Volume primo____________
LETTERA 1.
A GAETANO BERNETTI - ROMARoma, 3 ottobre 1816
Gentilissimo Sig. Gaetano Bernetti.
Penetrato da un intimo senso di dispiacere mi dispongo a trattenere per brev'ora sopra un soggetto, del quale od al suo figlio, o a me dovrà risultare una dose non leggiera di scorno e disonore. Chi di noi due ne sia meritevole Ella potrà giudicarlo.
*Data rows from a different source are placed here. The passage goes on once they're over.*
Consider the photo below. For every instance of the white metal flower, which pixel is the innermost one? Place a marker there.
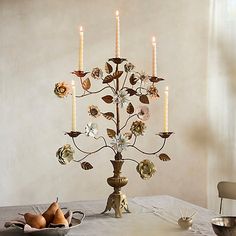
(143, 113)
(142, 77)
(122, 98)
(65, 154)
(91, 129)
(120, 142)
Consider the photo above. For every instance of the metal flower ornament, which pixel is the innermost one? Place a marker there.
(123, 85)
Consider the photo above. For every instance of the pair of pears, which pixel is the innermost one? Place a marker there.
(53, 215)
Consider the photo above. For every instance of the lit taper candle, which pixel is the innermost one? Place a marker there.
(154, 57)
(81, 49)
(73, 106)
(117, 51)
(166, 110)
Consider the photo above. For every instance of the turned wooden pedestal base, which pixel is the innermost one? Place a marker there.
(117, 200)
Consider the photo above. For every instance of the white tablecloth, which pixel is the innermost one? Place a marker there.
(152, 216)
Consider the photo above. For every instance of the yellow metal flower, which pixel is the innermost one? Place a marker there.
(137, 128)
(94, 111)
(62, 89)
(65, 154)
(146, 169)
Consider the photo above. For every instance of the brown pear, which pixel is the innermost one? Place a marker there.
(50, 212)
(35, 221)
(59, 218)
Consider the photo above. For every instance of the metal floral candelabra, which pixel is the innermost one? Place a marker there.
(123, 85)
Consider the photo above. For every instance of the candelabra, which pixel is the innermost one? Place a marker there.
(124, 85)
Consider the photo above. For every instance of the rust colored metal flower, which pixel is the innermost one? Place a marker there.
(146, 169)
(62, 89)
(137, 128)
(65, 154)
(153, 92)
(120, 142)
(143, 113)
(142, 76)
(129, 67)
(97, 73)
(94, 111)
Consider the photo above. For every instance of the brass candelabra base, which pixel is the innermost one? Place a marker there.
(117, 200)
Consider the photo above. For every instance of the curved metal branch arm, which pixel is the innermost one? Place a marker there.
(99, 149)
(93, 92)
(92, 152)
(149, 153)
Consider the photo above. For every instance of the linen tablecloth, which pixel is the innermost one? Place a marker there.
(155, 215)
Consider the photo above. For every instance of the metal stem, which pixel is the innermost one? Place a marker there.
(127, 121)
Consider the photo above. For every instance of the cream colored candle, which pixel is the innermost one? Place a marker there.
(117, 51)
(166, 110)
(73, 106)
(81, 49)
(154, 57)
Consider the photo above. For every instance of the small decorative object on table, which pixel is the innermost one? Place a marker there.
(224, 225)
(186, 222)
(52, 222)
(123, 86)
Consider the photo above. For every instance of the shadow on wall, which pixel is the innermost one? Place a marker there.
(220, 140)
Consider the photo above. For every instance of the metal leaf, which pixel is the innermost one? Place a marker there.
(128, 135)
(130, 108)
(144, 99)
(131, 92)
(108, 115)
(107, 99)
(155, 79)
(111, 133)
(108, 68)
(133, 80)
(86, 165)
(164, 157)
(117, 74)
(108, 79)
(86, 84)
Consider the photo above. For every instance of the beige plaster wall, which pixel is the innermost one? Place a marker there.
(38, 45)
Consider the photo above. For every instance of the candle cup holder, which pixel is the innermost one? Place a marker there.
(155, 79)
(117, 60)
(165, 134)
(73, 134)
(79, 73)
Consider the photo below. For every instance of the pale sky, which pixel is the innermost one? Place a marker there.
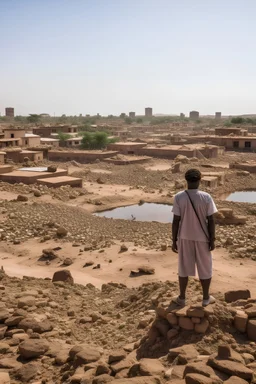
(112, 56)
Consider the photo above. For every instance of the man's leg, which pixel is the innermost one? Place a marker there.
(183, 282)
(205, 287)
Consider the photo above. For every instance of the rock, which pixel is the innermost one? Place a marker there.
(29, 349)
(51, 168)
(22, 198)
(172, 318)
(242, 294)
(27, 372)
(37, 193)
(199, 367)
(235, 380)
(185, 353)
(61, 232)
(3, 330)
(102, 379)
(138, 380)
(102, 368)
(27, 301)
(251, 329)
(116, 356)
(35, 326)
(49, 254)
(195, 312)
(231, 368)
(68, 261)
(4, 314)
(151, 367)
(163, 247)
(63, 275)
(4, 348)
(251, 312)
(224, 352)
(202, 327)
(87, 356)
(123, 248)
(5, 378)
(195, 378)
(240, 322)
(186, 323)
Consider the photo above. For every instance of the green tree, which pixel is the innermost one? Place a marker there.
(95, 140)
(237, 120)
(62, 136)
(33, 118)
(128, 120)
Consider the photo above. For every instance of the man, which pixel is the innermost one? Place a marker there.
(193, 235)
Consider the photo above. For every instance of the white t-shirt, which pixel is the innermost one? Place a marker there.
(190, 228)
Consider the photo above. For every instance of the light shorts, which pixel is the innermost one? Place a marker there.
(194, 254)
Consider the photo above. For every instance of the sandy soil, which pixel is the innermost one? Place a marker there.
(19, 260)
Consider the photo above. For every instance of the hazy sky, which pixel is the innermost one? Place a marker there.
(113, 56)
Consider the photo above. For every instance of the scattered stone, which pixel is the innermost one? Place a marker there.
(242, 294)
(63, 275)
(29, 349)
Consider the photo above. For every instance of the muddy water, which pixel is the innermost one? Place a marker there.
(145, 212)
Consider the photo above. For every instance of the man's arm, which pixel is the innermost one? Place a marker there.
(211, 230)
(175, 230)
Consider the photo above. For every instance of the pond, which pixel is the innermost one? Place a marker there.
(145, 212)
(242, 197)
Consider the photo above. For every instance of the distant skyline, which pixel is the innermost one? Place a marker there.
(114, 56)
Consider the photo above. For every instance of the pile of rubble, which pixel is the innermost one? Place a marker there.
(55, 332)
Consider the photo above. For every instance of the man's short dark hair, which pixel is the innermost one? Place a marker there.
(193, 175)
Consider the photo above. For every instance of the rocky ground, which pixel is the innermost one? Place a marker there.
(60, 332)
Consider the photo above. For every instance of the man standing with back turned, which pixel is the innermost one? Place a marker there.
(193, 235)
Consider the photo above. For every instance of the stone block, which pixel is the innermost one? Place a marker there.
(224, 352)
(172, 319)
(251, 330)
(202, 327)
(195, 312)
(242, 294)
(186, 323)
(240, 322)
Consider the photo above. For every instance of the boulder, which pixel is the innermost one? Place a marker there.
(5, 378)
(151, 367)
(4, 314)
(61, 232)
(87, 356)
(36, 326)
(27, 372)
(236, 380)
(27, 301)
(185, 353)
(202, 327)
(199, 367)
(186, 323)
(240, 322)
(3, 330)
(242, 294)
(116, 356)
(138, 380)
(195, 378)
(231, 368)
(251, 329)
(102, 379)
(22, 198)
(31, 348)
(63, 275)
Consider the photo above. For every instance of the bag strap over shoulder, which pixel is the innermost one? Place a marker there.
(206, 234)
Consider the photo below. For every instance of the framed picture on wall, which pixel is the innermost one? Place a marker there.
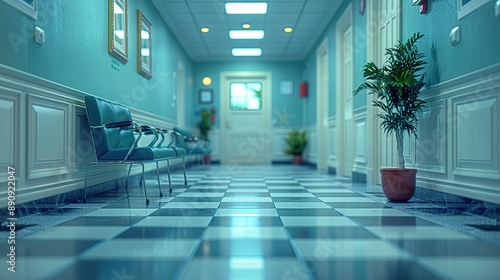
(465, 7)
(118, 29)
(29, 7)
(206, 96)
(144, 46)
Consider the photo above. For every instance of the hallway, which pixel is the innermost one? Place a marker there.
(255, 222)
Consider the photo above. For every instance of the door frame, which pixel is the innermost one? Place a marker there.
(224, 109)
(345, 22)
(375, 151)
(322, 103)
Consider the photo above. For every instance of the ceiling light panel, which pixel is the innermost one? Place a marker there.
(246, 8)
(246, 51)
(246, 34)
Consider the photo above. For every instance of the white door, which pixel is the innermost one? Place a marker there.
(322, 146)
(384, 23)
(246, 127)
(344, 94)
(180, 94)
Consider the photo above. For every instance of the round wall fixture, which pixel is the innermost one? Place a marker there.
(206, 81)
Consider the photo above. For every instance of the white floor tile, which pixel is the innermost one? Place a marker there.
(245, 232)
(300, 221)
(197, 205)
(247, 199)
(143, 249)
(378, 212)
(348, 249)
(121, 212)
(301, 205)
(77, 232)
(174, 221)
(345, 199)
(417, 232)
(246, 213)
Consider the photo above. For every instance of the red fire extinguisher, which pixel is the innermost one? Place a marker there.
(303, 89)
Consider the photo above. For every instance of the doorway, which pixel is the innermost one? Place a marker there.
(246, 128)
(345, 123)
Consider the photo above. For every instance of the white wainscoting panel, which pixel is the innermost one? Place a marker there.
(312, 145)
(332, 137)
(360, 136)
(458, 145)
(431, 149)
(9, 138)
(48, 133)
(476, 136)
(279, 144)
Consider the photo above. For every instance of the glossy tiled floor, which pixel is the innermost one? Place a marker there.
(267, 222)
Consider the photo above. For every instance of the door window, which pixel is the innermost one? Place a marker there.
(245, 96)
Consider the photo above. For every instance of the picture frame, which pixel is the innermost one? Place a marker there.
(144, 45)
(465, 7)
(206, 96)
(118, 29)
(28, 7)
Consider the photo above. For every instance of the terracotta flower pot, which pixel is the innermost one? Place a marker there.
(398, 184)
(297, 159)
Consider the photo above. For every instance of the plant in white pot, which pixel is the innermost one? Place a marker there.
(397, 84)
(296, 143)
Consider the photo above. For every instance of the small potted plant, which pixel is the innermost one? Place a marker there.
(207, 119)
(296, 143)
(397, 84)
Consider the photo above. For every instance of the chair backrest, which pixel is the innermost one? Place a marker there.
(100, 112)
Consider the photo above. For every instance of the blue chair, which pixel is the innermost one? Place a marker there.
(116, 137)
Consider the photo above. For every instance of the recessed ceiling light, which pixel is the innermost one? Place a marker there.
(246, 51)
(206, 81)
(246, 8)
(246, 34)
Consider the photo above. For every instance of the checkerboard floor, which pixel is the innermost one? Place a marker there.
(251, 222)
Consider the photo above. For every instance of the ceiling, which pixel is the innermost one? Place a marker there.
(308, 18)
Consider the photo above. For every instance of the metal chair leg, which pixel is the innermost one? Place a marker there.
(86, 178)
(158, 178)
(144, 183)
(169, 179)
(128, 175)
(184, 170)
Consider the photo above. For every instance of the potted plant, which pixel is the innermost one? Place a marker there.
(296, 143)
(397, 84)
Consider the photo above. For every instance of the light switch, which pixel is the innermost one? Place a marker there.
(497, 9)
(455, 36)
(39, 35)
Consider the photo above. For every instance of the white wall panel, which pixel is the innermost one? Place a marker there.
(360, 161)
(332, 152)
(476, 137)
(312, 145)
(48, 134)
(279, 145)
(9, 125)
(431, 145)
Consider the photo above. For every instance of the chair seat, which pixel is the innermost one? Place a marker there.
(139, 153)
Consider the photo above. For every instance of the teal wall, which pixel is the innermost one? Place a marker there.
(480, 39)
(292, 105)
(75, 53)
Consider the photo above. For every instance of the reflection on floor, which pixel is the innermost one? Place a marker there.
(255, 222)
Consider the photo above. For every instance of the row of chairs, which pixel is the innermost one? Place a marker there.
(117, 139)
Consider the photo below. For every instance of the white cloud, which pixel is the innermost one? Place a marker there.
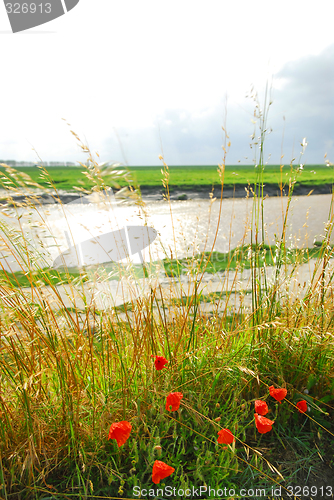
(124, 64)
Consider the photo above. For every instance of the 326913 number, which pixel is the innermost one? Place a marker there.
(305, 491)
(32, 8)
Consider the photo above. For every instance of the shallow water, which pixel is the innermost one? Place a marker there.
(184, 227)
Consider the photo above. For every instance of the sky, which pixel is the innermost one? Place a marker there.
(136, 80)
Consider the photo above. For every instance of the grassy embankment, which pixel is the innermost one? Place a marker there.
(186, 177)
(62, 384)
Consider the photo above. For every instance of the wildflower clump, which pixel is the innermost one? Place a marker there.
(261, 407)
(160, 471)
(225, 436)
(173, 401)
(120, 431)
(278, 394)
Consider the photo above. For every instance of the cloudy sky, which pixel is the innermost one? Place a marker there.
(139, 79)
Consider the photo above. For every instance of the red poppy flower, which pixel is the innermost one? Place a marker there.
(160, 362)
(173, 400)
(120, 431)
(263, 424)
(261, 407)
(160, 471)
(302, 406)
(278, 394)
(225, 436)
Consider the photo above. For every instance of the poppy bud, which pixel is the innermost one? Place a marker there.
(302, 406)
(158, 449)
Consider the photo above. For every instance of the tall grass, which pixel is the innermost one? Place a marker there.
(67, 373)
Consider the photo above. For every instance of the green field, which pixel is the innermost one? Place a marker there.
(183, 176)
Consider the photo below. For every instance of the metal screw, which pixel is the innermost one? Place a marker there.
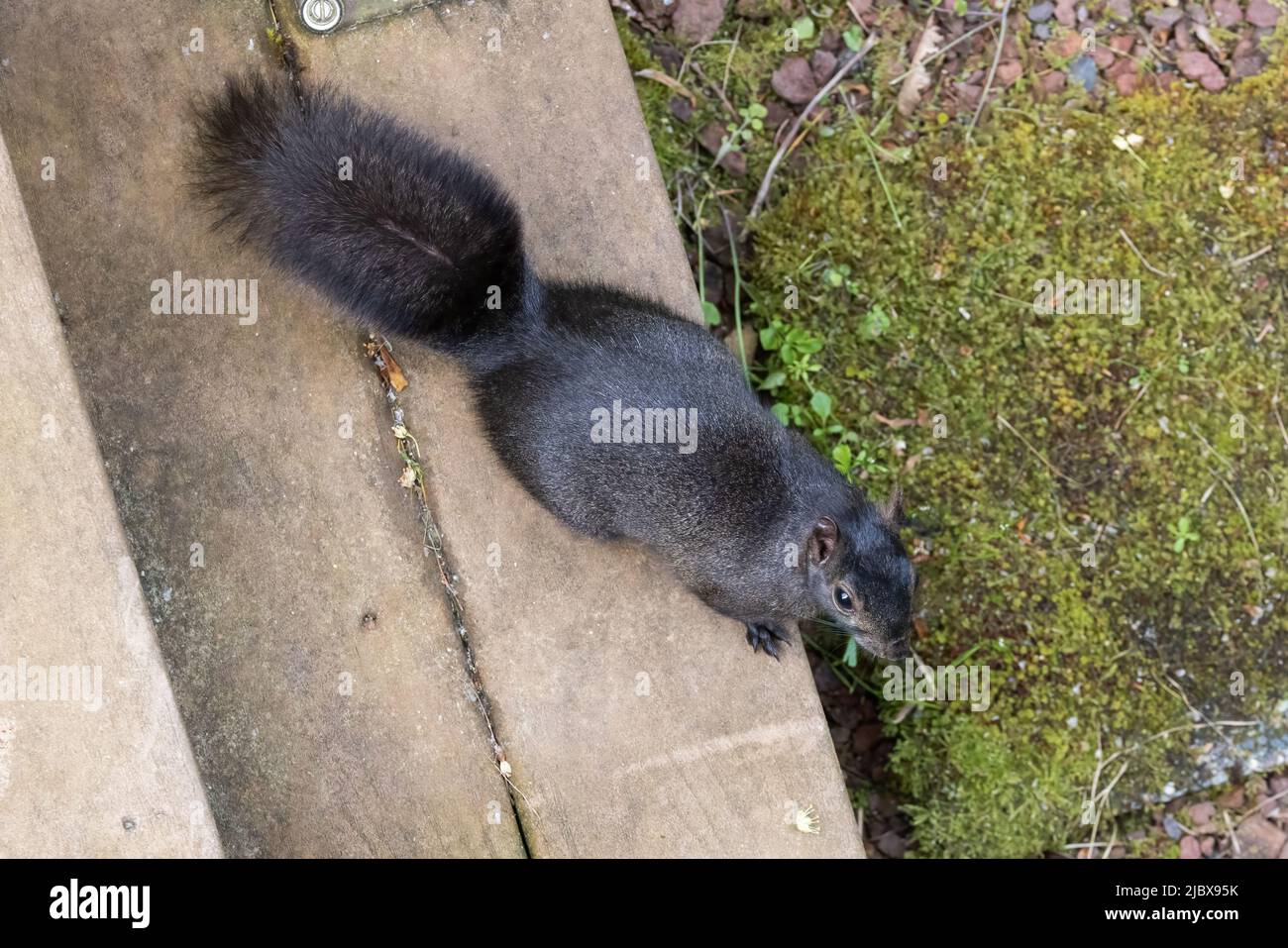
(321, 16)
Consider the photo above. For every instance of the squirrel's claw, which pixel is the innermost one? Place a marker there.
(767, 636)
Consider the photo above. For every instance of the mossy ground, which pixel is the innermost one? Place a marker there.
(1100, 506)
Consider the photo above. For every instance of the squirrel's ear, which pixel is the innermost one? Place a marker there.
(892, 511)
(822, 540)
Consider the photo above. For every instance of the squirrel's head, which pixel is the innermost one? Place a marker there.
(859, 578)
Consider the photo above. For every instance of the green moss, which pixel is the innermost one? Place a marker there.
(1067, 430)
(1044, 433)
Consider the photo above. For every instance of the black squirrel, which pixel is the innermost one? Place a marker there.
(417, 241)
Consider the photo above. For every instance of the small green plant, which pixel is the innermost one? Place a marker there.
(790, 368)
(752, 121)
(1183, 532)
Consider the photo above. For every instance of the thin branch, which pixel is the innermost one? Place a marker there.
(992, 71)
(1140, 257)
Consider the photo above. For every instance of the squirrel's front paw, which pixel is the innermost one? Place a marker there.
(767, 636)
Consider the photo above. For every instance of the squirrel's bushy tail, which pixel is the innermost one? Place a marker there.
(407, 235)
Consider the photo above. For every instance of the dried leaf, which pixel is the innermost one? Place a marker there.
(389, 369)
(668, 81)
(917, 78)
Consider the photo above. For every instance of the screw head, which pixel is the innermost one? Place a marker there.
(321, 16)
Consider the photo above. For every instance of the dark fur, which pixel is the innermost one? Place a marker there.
(415, 244)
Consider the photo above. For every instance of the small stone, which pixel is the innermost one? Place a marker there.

Ognuno sa che nel passato tempo una catena di circostanze sinistre mi aveva assoggettato alla necessità di provvedere alla mia sussistenza e al mio ricovero nel modo il più decente, ed insieme più adeguato alla povertà che mi opprimeva. I miei parenti a S. Lorenzo in Lucina mi offrirono il vitto, e mancando io ancora di un tetto che mi ricettasse, i miei parenti medesimi pregarono il suo figlio a procurarmi una camera ai Capuccini la quale ottenni di fatti mercè i buoni uffici di lui uniti agli altri, anch'essi efficaci, del Padre Lodovico Micara. Fin qui Peppe merita da me ogni gratitudine, e la riscuote. Ricevuto io ai Capuccini, incominciò Peppe ad invitarmi alla sua tavola, e sino che questi inviti furono pochi, io gli ricevei senza contrasto, e con soddisfazione. Ma quando vidi esser'essi molto replicati, opposi a loro reiterate ricuse, allegando la troppo accresciuta spesa, che Peppe soffriva per questa ragione, ed il malcontento, che Ella, e la Signora Teresa ne avrebbero risentito. Egli rispondeva sempre, che il suo proprio peculio lasciatogli per legato dal nonno poteva da lui essere impiegato nel suo maggior piacere, e che perciò i suoi genitori non avrebbero avuto di che dolersi del suo procedere a questo riguardo. Io ciononostante resisteva, e non poche volte dovemmo insieme altercare per dei pranzi de' quali in fondo io non poteva aver gran bisogno, stante la esibizione di mio zio, da cui poteva riceverli egualmente, e di più senza peso di obbligazione.